L’enjeu des questions raciales dans les affaires de viol (5/5)

Avr 27, 2018 | Politique, Société | 0 commentaires

Si les affaires de viol sont déjà extrêmement complexes à résoudre, elles deviennent un véritable calvaire (notamment pour les victimes) lorsque la question raciale est en jeu. Surtout lorsque le suspect est un homme noir ou arabe, ainsi que la ou les victimes présumées.
« C’est ainsi que nous deviendrons un champ de bataille. Nous serons malmenées, écartelées. Soumises pour les uns, traîtres pour les autres. » Voici comment Houria Bouteldja décrit la condition des femmes indigènes en France, dans « Les Blancs, les Juifs et nous ». Car dans un système où le racisme encourage le patriarcat blanc, sans détruire le patriarcat indigène, la femme indigène est toujours perdante. Ici, « les uns » désignent les hommes blancs, et « les autres », ceux qui ne le sont pas. Ces phrases démontrent assez justement que les femmes non-blanches en France se retrouvent dans un étau à la fois raciste et sexiste, et qu’elles sont sans cesse confrontées au dilemme qui est de se protéger du racisme, ou du sexisme quand elles ne peuvent pas se protéger des deux.
Et justement, lorsqu’un homme arabe et noir est suspecté de viol sur une victime noire ou arabe, non seulement l’homme arabe ou noir peut souvent être confronté à un traitement d’exception indéniablement raciste, mais aussi, la victime se retrouve confrontée au difficile choix qui est de se sacrifier pour éviter qu’un homme noir et arabe se retrouve face au racisme dans le système judiciaire et carcéral, ou de dénoncer son violeur, et donc accepter d’être « sauvée » quitte à être instrumentalisée de manière raciste. C’est ce que décrit Houria Bouteldja dans « Les Blancs, les Juifs et nous » , quand elle relaye le témoignage d’une femme noire victime de viol par un homme noir, qui dit : « je n’ai jamais porté plainte parce que je voulais vous protéger. Je ne pouvais pas supporter de voir un autre homme noir en prison. »

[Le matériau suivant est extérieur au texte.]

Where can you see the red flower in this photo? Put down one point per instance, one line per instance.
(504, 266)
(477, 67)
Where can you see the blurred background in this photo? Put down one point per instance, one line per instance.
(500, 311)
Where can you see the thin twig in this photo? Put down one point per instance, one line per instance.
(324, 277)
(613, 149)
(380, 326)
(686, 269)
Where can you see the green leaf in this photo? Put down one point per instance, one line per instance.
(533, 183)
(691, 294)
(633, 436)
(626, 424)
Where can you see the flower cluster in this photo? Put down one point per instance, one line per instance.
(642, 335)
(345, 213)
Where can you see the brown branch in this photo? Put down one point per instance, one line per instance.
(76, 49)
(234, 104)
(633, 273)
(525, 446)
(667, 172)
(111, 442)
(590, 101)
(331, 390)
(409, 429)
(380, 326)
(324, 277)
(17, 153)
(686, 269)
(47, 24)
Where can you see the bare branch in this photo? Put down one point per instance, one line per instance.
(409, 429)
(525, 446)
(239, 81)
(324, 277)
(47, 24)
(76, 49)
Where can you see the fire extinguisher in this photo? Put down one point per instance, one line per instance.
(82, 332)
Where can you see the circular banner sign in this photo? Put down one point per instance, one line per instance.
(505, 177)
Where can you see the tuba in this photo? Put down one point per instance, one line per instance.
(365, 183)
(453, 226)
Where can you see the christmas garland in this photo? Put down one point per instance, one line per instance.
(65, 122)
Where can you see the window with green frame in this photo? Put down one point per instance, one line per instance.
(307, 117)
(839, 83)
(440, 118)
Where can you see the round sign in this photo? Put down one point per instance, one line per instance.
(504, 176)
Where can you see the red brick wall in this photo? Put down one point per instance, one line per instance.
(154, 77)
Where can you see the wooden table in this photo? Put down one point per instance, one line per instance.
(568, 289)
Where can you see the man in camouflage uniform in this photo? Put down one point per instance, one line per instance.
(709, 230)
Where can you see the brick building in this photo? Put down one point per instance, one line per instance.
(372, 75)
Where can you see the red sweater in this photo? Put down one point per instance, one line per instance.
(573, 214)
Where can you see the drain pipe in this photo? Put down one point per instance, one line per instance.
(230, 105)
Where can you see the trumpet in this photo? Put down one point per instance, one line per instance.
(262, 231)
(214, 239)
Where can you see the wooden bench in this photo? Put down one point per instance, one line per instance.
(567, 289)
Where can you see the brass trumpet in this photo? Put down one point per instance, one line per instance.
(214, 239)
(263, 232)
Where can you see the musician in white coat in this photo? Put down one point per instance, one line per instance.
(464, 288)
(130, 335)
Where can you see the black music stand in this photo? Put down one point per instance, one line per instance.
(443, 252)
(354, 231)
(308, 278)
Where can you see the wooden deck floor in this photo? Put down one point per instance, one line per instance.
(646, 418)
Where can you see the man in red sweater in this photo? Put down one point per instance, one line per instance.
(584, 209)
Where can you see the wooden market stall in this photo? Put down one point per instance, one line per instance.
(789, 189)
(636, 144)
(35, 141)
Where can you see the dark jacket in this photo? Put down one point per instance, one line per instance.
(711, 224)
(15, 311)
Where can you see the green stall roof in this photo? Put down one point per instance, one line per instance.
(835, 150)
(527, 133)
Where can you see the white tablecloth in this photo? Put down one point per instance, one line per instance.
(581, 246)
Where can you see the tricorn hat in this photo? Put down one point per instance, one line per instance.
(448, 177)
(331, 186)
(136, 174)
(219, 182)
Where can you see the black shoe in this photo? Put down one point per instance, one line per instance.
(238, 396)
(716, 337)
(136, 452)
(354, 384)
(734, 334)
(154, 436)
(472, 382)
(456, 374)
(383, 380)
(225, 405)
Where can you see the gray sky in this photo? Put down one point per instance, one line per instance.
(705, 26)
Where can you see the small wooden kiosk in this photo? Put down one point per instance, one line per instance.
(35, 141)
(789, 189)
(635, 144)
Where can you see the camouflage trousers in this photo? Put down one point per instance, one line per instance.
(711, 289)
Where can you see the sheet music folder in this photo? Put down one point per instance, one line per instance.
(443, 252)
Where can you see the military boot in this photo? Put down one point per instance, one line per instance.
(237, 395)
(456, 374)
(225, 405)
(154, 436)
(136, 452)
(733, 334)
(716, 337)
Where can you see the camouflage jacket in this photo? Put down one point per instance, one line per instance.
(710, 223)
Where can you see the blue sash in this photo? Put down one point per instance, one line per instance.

C’est pourquoi on est obligé de se poser les questions suivantes : est-il nécessaire de forcément sacrifier les victimes de viols par des hommes indigènes lorsqu’on combat le racisme systémique ? Peut-on condamner les victimes qui se résignent à être défendues par un système potentiellement raciste ?
En effet, s’il est primordial de questionner le racisme du système judiciaire et carcéral, on ne peut pas exiger une solidarité inconditionnelle des femmes non-blanches, s’il n’existe pas de cellule les protégeant du patriarcat, sans risque d’instrumentalisation raciste. D’une part mieux vaut éviter le recours à la justice quand c’est possible, d’autre part il est impératif de construire un rapport de forces favorable aux femmes au sein même des mouvements se réclamant de l’antiracisme politique. Sans cela, on ne peut pas reprocher à ces dernières d’avoir recours à la justice, car c’est le seul et unique recours qui leur reste.
Concrètement, dans un système raciste où il n’existe pas de justice antiraciste et où la seule réponse au viol est la sanction carcérale, il est nécessaire de penser à d’autres formes de sanctions envers les violeurs, applicables au sein même des mouvements antiracistes, comme le fait d’empêcher les violeurs présumés d’avoir accès à des positions de pouvoir, et d’être confronté à des victimes potentielles.